I had already announce that this Advent (the four Sundays before Christmas) I would be cooling my heels. No altar service: usually I am up there in the altar party doing something helpful. No major projects at home: nope, not planting bulbs, not cleaning the basement. No Christmas carols: turn off 99.1 radio. Let them Deck their Own Halls. No Christmas cards.

This Advent I would come to church early, read up on the readings, sit quietly, meditate. Dig out that counted cross stitch project that will never be finished. Sit by the fireplace and look out the window at the birds, squirrels, and, hopefully, some snow. Feel the year coming to an end. This year, we will end the year with a new moon, too!

And going to a church that pays attention to liturgical seasons helps out. This Sunday we read Isaiah 64:1-9. My EFM materials tell me that this part of Isaiah was written towards the end of the 5th Century B.C. The Temple is destroyed and not yet rebuilt. Israel is in a state of anticipation of the return of God's rule, with Jerusalem the Holy City. But all around them they see things falling apart. The authors write: "The leaders of the people are blind, idolatry and immorality are rampant. YHWH will come to restore the people—but they must repent."

And the sermon today was about the crass commercialism of the season, and how we must resist the temptation to go with the rising hubbub of spending and party-making.
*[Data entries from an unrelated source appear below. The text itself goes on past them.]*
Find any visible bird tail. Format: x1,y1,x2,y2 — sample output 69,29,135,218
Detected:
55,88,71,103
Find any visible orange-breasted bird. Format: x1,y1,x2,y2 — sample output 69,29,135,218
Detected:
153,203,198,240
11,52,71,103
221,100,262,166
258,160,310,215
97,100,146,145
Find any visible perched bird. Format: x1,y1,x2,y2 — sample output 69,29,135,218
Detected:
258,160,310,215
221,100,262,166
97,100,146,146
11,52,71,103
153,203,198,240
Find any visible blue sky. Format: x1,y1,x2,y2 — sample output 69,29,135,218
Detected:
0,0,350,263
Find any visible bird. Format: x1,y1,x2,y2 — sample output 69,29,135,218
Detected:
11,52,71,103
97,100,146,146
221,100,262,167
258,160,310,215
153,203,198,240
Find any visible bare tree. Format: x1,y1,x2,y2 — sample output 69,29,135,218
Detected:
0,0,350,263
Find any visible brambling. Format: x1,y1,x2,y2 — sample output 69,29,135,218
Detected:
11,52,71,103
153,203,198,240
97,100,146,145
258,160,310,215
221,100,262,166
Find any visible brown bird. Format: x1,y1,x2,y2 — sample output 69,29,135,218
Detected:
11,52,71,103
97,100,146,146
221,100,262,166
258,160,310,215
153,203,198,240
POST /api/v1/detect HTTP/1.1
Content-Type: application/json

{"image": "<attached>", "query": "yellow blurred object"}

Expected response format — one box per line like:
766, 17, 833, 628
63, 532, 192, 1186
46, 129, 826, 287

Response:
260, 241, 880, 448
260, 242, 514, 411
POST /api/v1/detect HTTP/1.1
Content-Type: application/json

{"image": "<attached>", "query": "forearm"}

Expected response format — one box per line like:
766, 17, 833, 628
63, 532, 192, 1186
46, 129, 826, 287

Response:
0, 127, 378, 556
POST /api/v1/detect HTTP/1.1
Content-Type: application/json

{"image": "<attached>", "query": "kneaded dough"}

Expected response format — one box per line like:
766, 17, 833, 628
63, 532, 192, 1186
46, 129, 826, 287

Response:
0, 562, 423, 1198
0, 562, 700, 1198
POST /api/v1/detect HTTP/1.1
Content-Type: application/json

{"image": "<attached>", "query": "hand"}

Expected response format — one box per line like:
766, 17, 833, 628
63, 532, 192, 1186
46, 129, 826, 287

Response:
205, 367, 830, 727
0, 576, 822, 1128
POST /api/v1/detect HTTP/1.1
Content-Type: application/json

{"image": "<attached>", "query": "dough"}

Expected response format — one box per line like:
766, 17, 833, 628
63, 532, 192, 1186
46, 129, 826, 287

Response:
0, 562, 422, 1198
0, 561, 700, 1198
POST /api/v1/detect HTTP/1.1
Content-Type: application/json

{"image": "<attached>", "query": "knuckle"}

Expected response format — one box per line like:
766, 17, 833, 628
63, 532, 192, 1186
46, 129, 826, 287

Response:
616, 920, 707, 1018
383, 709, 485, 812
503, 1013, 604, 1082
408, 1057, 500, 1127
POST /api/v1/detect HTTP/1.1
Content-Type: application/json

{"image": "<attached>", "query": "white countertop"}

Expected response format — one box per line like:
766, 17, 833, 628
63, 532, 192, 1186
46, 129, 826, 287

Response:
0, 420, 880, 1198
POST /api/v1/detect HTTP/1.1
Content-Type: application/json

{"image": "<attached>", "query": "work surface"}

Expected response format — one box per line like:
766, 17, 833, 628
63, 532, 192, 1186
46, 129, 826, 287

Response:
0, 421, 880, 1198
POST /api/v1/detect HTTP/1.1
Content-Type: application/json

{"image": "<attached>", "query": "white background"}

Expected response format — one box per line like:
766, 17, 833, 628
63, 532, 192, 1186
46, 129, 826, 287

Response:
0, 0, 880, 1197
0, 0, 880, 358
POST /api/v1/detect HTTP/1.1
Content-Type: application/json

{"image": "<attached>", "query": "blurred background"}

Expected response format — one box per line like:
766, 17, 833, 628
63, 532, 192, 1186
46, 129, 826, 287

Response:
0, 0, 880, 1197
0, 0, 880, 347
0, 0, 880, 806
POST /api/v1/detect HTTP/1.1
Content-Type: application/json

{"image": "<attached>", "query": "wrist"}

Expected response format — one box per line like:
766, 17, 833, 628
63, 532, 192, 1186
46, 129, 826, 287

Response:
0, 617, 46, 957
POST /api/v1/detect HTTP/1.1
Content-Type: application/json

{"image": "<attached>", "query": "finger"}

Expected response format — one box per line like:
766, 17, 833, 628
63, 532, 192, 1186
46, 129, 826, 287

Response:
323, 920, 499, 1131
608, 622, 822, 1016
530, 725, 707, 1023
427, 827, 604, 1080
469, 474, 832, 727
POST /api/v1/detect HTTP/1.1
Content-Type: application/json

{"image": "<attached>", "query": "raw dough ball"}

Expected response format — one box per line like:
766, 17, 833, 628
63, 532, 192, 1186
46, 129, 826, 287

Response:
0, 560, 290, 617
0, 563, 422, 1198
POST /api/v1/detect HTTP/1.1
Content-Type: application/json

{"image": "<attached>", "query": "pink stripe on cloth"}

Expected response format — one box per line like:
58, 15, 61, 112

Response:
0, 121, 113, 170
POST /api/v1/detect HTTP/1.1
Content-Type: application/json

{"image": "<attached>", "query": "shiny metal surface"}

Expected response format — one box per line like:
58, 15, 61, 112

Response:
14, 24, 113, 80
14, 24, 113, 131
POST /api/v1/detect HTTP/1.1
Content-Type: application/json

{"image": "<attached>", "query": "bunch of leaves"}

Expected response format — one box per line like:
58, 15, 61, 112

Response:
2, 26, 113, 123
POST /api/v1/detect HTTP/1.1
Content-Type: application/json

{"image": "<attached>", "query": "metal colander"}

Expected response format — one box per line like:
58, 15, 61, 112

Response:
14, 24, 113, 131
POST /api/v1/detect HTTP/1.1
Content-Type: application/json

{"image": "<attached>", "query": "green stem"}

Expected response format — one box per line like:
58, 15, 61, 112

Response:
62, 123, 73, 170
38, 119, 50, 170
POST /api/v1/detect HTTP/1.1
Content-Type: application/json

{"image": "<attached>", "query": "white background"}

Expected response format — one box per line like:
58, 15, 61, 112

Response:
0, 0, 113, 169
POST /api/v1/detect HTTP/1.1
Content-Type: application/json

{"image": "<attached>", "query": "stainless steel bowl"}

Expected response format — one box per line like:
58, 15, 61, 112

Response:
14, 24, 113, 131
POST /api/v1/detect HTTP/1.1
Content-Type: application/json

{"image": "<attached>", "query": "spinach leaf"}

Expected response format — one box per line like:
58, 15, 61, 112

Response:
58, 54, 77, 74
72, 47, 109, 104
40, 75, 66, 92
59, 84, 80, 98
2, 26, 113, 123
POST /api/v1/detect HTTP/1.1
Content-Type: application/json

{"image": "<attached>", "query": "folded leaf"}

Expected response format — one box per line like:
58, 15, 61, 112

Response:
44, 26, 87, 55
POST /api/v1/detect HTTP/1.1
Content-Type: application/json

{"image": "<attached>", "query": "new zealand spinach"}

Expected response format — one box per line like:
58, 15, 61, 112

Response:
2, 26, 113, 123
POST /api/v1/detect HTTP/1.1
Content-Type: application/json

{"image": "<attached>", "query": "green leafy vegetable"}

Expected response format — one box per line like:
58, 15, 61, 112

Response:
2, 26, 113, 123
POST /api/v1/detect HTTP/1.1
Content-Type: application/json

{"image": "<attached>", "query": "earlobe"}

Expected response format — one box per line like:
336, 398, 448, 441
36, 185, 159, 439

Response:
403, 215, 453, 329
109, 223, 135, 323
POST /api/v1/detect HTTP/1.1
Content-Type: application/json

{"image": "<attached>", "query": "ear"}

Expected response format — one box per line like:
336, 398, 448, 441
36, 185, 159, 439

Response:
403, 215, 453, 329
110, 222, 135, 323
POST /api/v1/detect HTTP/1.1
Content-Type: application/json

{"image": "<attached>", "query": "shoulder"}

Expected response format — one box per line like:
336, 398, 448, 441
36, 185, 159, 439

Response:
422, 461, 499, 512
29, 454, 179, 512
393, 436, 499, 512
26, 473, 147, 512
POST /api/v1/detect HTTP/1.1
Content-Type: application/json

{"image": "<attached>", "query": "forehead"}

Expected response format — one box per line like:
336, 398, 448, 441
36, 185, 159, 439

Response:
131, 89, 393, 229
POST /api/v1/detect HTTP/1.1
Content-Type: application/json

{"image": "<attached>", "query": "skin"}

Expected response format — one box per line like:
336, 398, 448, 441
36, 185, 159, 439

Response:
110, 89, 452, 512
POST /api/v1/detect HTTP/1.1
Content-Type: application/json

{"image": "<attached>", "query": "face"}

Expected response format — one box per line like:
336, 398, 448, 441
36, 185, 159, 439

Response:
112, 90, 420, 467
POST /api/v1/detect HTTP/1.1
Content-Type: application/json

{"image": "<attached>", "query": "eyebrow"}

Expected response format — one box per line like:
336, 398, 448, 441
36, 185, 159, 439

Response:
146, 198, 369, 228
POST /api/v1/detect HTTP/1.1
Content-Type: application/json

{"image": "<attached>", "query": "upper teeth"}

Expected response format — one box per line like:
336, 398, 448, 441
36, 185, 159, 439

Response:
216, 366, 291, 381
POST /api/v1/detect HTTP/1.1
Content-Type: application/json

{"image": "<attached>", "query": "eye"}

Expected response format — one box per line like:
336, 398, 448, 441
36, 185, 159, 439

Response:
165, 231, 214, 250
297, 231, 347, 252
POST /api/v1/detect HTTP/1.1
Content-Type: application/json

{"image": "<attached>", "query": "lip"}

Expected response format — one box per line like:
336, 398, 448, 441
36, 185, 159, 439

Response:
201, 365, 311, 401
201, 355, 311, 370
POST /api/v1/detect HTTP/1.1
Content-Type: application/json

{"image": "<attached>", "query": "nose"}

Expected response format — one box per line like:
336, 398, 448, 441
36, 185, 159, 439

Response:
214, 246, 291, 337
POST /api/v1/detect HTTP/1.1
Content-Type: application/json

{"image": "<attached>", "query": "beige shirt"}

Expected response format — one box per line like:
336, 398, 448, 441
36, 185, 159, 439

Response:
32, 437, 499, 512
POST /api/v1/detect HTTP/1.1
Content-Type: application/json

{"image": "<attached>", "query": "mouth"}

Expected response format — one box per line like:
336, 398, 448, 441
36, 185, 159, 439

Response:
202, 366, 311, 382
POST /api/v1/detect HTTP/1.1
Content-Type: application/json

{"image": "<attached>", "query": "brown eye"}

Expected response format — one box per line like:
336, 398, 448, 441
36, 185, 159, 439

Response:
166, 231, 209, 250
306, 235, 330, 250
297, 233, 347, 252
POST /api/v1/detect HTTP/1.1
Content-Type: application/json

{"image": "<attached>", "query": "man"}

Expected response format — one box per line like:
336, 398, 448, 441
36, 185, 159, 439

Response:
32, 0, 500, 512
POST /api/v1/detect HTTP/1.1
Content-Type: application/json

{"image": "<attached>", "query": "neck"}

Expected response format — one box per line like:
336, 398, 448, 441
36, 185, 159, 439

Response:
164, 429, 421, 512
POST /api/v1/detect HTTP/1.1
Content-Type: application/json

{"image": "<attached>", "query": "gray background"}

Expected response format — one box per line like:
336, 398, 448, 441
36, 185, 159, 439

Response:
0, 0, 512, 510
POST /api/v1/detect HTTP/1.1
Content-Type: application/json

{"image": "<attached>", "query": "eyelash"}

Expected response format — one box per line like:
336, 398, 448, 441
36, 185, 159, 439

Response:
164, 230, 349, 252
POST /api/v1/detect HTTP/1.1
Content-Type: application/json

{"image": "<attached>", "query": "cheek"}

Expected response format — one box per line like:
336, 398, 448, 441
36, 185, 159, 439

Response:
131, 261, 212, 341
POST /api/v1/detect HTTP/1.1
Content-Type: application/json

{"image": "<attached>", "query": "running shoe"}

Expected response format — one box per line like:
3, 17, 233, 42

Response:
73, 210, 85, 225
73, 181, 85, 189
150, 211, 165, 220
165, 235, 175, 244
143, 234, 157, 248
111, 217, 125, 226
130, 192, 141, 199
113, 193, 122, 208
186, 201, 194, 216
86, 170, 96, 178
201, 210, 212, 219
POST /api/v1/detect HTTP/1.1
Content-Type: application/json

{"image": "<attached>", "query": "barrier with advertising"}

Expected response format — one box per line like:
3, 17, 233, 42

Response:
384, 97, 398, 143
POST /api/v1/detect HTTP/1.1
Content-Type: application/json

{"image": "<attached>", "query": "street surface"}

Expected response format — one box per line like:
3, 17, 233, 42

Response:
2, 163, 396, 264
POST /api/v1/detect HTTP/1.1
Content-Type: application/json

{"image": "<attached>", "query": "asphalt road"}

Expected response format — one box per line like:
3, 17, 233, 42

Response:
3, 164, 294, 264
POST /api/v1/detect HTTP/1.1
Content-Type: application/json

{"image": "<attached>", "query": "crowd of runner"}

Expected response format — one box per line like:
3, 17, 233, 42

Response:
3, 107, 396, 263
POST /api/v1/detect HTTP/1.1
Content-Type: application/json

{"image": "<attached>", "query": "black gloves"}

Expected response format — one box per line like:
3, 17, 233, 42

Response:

Frivolity and excess in a time when three wars are being waged: a war on terrorism, a war on the poor, and a war on the environment. Just as in the 5th Century, we see things around us falling apart.

If we could stop and reflect, all of us, perhaps we'd see that we need a change of heart. How can God be born in our hearts otherwise?

So this Advent, my heart is a stable. It doesn't smell like Aramis and Elizabeth Taylor in here, it smells like the animals, the straw, and the outside cold air that comes through the big holes in the walls. I've screamed my lungs tired about the useless, immoral war, the political cynicism of our billionaire leaders, the wasted and crudely destroyed natural resources. I'm too tired to scream this season. I'm just a decaying, dying human form, waiting, hoping for something we all need.

We need God in our hearts. That's why I'm making mine like a stable. I'd like to think I'm saving the country, one heart at a time. I just want to make sure I can have my own change of heart.